Второй раз охватывает меня всепоглощающий гнев по ее поводу. Пошел и сдал билет. Еду в Москву 28-го, на 10 дней раньше…
Но одновременно С.П. передал мне телефон в Анапе некоей Светы, моей родственницы, которая только что мне звонила. Светлана Ивантеева из Владивостока? Света из Дубны? Это племянница Светик, дочь Тамары Мироновой. Нашел ее (Черноморская, 46). Сели, поговорили, сколько вспомнили о нашем детстве. Боже мой, куда все улетело? Покойники живы в моей памяти.
Сегодня шел по набережной и, как всегда, стоя писал роман. Нос к носу столкнулся с одетым в камуфляж парнем, омоновцем из Нижнего. Получает 350 (я — 100) тыс. в месяц, живет в двухкомнатной квартире. Жена и ребенок. Рассказывал жуткие вещи о Москве. Жили они, кстати, 95 человек, в "Украине". Не без удобств. Толпа все время шла безоружной. Может быть, были вооружены 10–12 человек впереди. Толпа смешала их, и они разбежались. Интересно, что о потерянном, отнятом у омоновцев и брошенном оружии никто не заикается.
Встреча с этим Сережей — судьба. Буду писать роман дальше. Послезавтра уезжаю.
Немного поменял роман. Практически целиком первую главу. А пусть дальше время вертит сюжет. Напишу еще смерть отца и путч.
Главный грех — уныние.
Прелестный, выстроенный в сталинском духе — "культура и порядок" — вокзал в Тоннельной. По дороге в автобусе все жаловались, что ездить стало невозможно, цена на билеты чуть ли не удваивается через месяц.

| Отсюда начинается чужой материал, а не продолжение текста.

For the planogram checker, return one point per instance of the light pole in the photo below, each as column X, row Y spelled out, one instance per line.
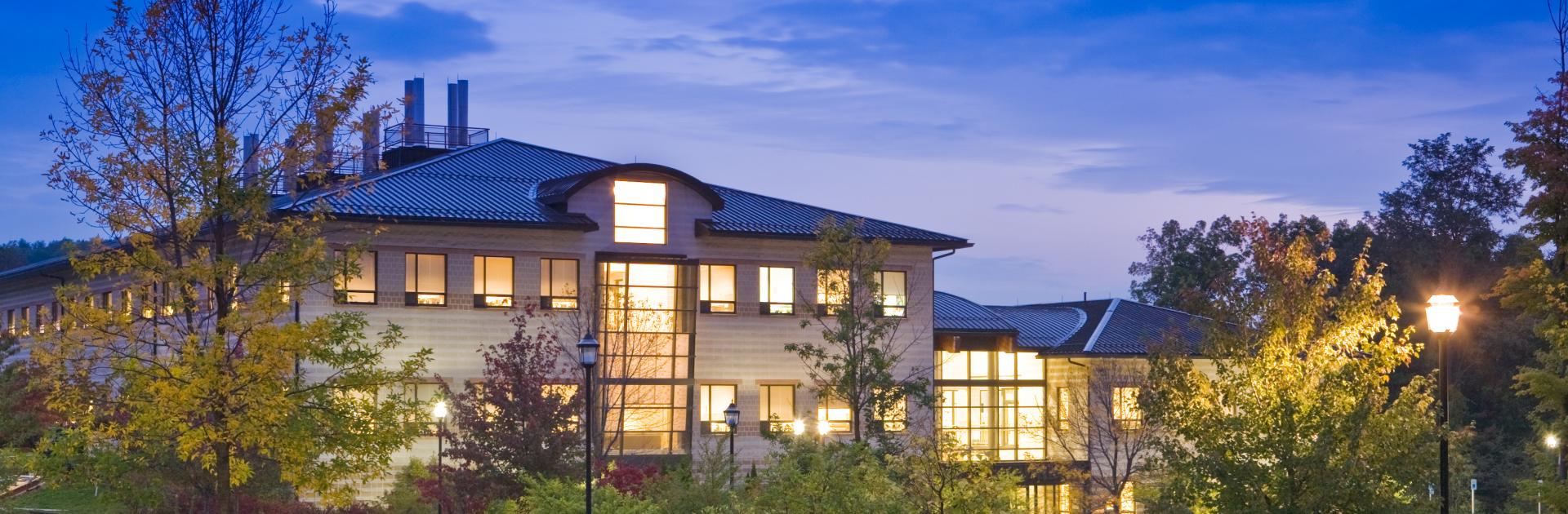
column 588, row 356
column 1554, row 444
column 1443, row 317
column 733, row 420
column 439, row 413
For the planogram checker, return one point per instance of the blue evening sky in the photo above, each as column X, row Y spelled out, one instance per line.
column 1051, row 134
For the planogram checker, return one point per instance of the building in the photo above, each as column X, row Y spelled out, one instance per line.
column 710, row 281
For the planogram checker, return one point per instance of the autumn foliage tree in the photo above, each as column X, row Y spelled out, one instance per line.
column 519, row 420
column 192, row 370
column 1297, row 414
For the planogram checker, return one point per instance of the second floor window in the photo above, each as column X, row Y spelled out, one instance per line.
column 640, row 212
column 717, row 290
column 425, row 279
column 833, row 290
column 777, row 408
column 715, row 398
column 777, row 290
column 1125, row 408
column 559, row 284
column 893, row 294
column 356, row 282
column 491, row 281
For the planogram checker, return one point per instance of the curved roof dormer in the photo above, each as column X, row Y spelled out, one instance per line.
column 555, row 192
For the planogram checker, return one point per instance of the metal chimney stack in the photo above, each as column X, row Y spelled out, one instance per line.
column 371, row 141
column 414, row 110
column 458, row 113
column 250, row 165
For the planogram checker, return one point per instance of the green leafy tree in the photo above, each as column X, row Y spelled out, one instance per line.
column 1295, row 414
column 196, row 378
column 860, row 356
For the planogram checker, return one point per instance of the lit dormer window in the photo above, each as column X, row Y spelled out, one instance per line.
column 639, row 212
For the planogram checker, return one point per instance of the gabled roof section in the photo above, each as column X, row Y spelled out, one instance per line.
column 1095, row 328
column 555, row 192
column 518, row 184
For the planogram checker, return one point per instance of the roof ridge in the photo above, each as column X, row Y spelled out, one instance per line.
column 833, row 210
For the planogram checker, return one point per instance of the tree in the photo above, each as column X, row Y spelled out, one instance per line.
column 938, row 475
column 516, row 422
column 1295, row 414
column 1186, row 268
column 862, row 350
column 196, row 369
column 1111, row 433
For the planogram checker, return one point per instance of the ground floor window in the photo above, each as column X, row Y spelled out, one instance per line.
column 1002, row 422
column 645, row 419
column 1048, row 498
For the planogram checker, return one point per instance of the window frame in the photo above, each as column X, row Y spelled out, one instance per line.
column 710, row 427
column 767, row 425
column 765, row 301
column 482, row 295
column 342, row 294
column 706, row 303
column 882, row 296
column 412, row 275
column 546, row 281
column 615, row 214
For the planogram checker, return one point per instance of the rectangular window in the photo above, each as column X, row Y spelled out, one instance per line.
column 833, row 290
column 640, row 212
column 1125, row 408
column 356, row 282
column 717, row 290
column 491, row 281
column 559, row 284
column 1063, row 408
column 777, row 408
column 424, row 279
column 715, row 398
column 835, row 413
column 1129, row 503
column 893, row 295
column 777, row 290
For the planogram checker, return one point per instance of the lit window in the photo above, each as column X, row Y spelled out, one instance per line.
column 356, row 282
column 833, row 290
column 639, row 212
column 491, row 281
column 715, row 398
column 893, row 417
column 1129, row 505
column 835, row 413
column 777, row 289
column 893, row 295
column 717, row 290
column 777, row 408
column 425, row 279
column 559, row 284
column 1063, row 408
column 1125, row 408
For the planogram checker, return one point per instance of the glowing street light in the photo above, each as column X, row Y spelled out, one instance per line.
column 1443, row 317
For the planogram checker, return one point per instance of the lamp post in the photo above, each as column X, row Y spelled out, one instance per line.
column 588, row 356
column 1554, row 444
column 439, row 413
column 1443, row 317
column 733, row 420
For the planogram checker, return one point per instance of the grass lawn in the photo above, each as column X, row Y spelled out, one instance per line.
column 59, row 498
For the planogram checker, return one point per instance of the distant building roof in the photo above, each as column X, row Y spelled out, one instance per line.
column 510, row 182
column 1098, row 326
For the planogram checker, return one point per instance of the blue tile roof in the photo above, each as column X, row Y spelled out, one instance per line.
column 513, row 182
column 1099, row 326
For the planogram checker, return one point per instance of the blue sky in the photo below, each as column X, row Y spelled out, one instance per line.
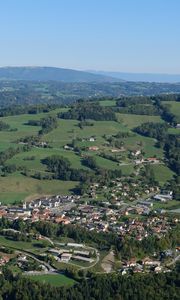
column 111, row 35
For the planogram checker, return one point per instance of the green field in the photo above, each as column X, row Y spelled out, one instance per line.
column 20, row 245
column 16, row 187
column 108, row 103
column 174, row 107
column 162, row 173
column 54, row 280
column 132, row 121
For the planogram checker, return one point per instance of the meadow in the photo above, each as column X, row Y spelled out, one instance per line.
column 16, row 187
column 56, row 280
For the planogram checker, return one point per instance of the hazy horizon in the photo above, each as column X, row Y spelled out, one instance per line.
column 118, row 36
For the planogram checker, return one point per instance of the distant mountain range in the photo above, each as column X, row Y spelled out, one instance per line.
column 143, row 77
column 52, row 74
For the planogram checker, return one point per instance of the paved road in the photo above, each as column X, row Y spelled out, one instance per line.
column 174, row 261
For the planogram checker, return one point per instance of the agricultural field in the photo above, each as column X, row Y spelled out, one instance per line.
column 132, row 121
column 16, row 187
column 56, row 280
column 174, row 107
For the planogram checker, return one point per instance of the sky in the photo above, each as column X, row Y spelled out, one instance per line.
column 111, row 35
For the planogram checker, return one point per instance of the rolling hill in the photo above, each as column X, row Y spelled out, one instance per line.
column 52, row 74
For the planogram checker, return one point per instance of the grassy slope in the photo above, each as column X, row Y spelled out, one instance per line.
column 132, row 121
column 55, row 280
column 16, row 187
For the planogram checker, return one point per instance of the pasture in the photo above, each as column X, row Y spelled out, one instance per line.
column 56, row 280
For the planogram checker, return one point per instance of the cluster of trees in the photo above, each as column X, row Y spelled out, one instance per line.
column 139, row 109
column 169, row 142
column 154, row 130
column 84, row 110
column 125, row 247
column 171, row 147
column 10, row 152
column 109, row 156
column 162, row 286
column 49, row 123
column 122, row 134
column 61, row 167
column 4, row 126
column 27, row 109
column 137, row 105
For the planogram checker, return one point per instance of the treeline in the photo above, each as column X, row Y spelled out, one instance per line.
column 137, row 105
column 62, row 169
column 154, row 130
column 4, row 126
column 10, row 152
column 83, row 110
column 125, row 247
column 163, row 286
column 169, row 142
column 27, row 109
column 48, row 124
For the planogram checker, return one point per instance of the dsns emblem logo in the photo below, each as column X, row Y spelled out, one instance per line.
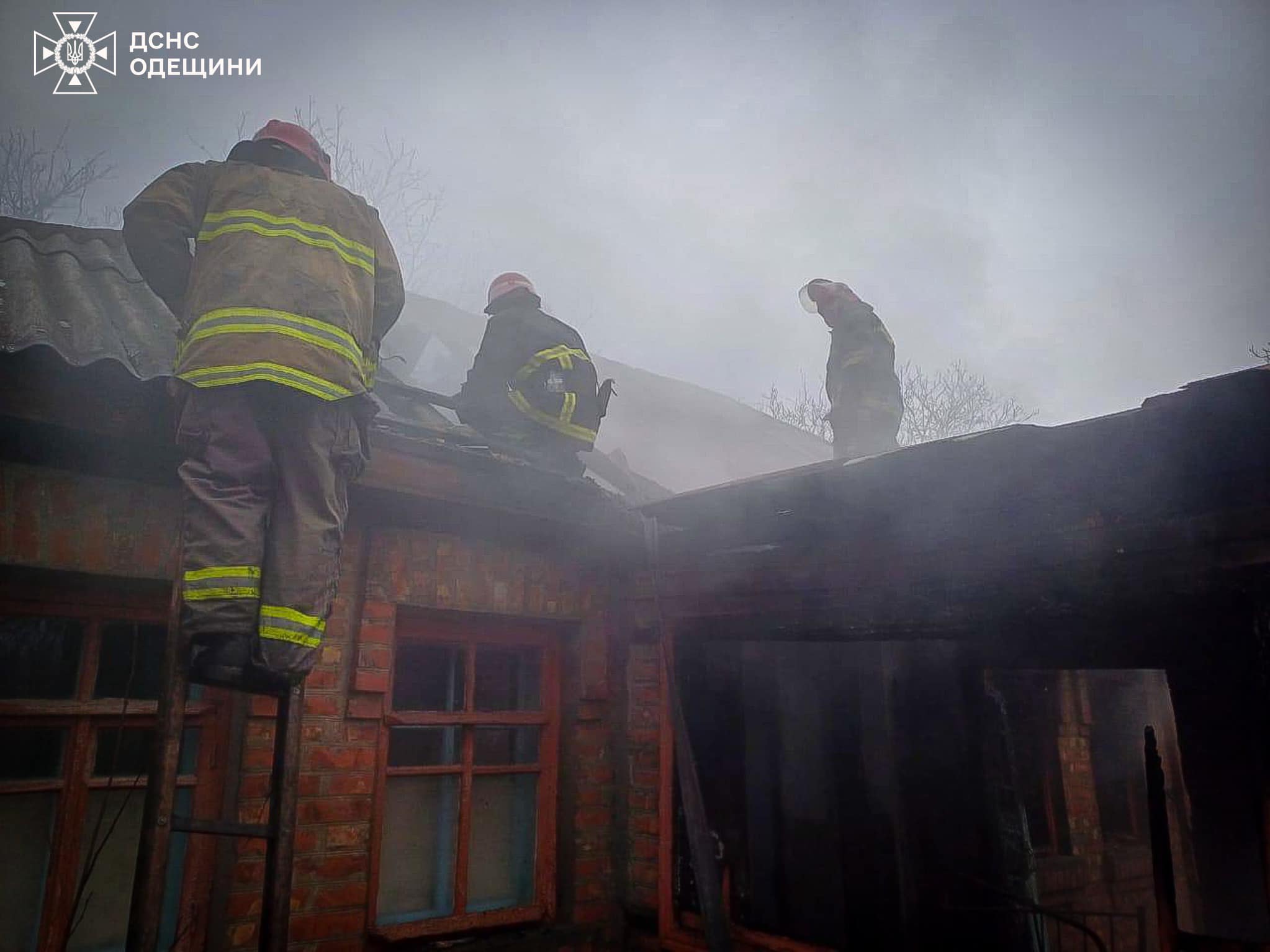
column 75, row 53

Поезд оказался на диво чистый и ухоженный, но за какую-то немыслимую цену. Проводница русская, переехавшая из Латвии, рассказывает, что все практически пришлось бросить, чтобы получить хоть какую-то зарплату. Ее сменил латыш, которому возвращают "прежние" земли.
Со мною в купе два крутых — или омоновца, или рэкетира, или и то, и другое, молодые симпатичные парни. Приступ разгулялся. Пью чай и ем мед. Засыпаю довольно рано. Один из молодцов за простынкой ночью трахает пассажирку, претенциозную, старше его лет на 5–6.
Теперь болею дома. Звонил Ерохин. Бедняжку объявили на какой-то тусовке антисемитом, ибо в статье о Минкине он сказал: "русский бы так не поступил". Замучили нас еврейским вопросом. Этот вопрос касается только евреев, и пусть они его и разбирают. Есть еврейский вопрос или нет еврейского вопроса, но Алла Гербер все равно лишь бойкая публицистка, не писатель.
Еще из сведений: Нерлер прислал ответ на мою публикацию об "окне" Мандельштама. Не пожалел денег. Он сам в Нью-Йорке, Аверинцев — в Вене, и оттуда защищают интересы О.Э. Мандельштама, заключенного, погибшего из-за того, что не получил лишней тарелки супа. Хорошо защищают. Я представляю реакцию самого О.Э.: живое или мертвое? Объяснил же я им, что через это окно — половина наших институтских доходов!
6-го ездил с В.С. на "Емелю", премьеру спектакля, который поставил Симакин.